Have you ever encountered a loaf of bread that doesn’t cut the mustard?  I have – only this morning – and it’s annoyed me so much that I’ve made it the topic of my second blog post.

This is intended primarily to be a blog about writing and my experiences as an author. However, I reserve the right to veer off at a tangent whenever I feel the urge to rant about something else. Now is one such time.

So what’s my beef? Why am I getting all sliced up about a loaf?

I just hate it when a piece of bread falls apart before you even have a chance to put it on a plate. You pull open the bag, reach inside, flip the crust out of the way and . . . the first slice you reach crumbles in your hand. Your heart sinks.
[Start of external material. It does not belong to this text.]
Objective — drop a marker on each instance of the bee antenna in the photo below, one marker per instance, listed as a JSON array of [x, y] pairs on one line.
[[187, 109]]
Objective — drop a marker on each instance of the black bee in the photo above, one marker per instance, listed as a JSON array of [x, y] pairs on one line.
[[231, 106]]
Okay, it’s rarely the whole slice. It tends to be one section, usually the top. But once that’s gone, what does it leave you with? A mess, that’s what. Certainly not the foundation of a great sandwich.
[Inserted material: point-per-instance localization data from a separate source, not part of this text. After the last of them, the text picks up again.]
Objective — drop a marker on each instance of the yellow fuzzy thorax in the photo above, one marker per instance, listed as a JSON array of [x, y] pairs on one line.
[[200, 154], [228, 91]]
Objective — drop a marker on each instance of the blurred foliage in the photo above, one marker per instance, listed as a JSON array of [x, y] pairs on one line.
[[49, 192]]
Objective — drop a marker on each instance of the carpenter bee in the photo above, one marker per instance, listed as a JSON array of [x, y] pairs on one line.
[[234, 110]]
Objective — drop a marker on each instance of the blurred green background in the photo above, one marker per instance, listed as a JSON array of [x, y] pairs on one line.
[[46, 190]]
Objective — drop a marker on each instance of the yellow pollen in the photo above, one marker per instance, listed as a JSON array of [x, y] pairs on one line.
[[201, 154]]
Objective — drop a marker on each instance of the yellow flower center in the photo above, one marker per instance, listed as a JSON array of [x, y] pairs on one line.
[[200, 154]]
This has happened to me several times recently with a range of different sliced loaves. What’s going on? It’s almost 2015. We live in an age of superfast broadband, wafer-thin smartphones and 3D printing. Even driverless cars are finally a reality. But we can’t make a loaf of bread that’s guaranteed to stay in one piece? Ridiculous.
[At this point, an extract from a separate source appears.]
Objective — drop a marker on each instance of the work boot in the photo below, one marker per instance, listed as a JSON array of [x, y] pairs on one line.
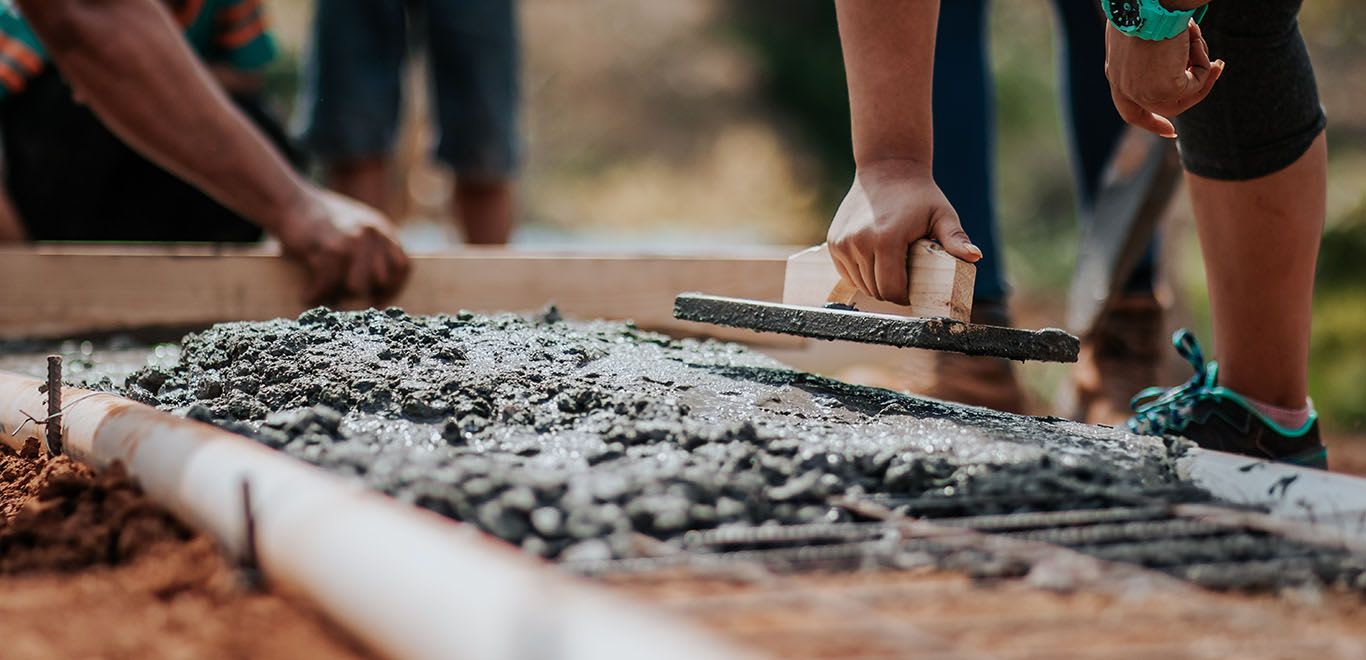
[[1119, 358], [1220, 418], [951, 376]]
So yes, it happened to me again this morning. I was making my daughter’s sandwich for the last day of term. I opened a new loaf and, shock horror, the first slice came out incomplete.
‘It’s okay,’ I told her, noting the look of fear on her little face. ‘Don’t panic. The rest of the loaf is probably fine.’

In my heart I knew it wouldn’t be, though. It’s never just one slice. And sure enough, it was the whole loaf: everything apart from the crusts. Believe me, I checked.

So what did I do? I tried the old butter and pâté trick, smearing them on to the two least damaged slices I could find in the vague hope they might hold together.

‘Did it work?’ I cried as she walked through the door from school a few moments ago. But her disappointed face was answer enough.

Someone kneads to use their loaf and come up with a solution to this nightmare. It really goes against the grain with me.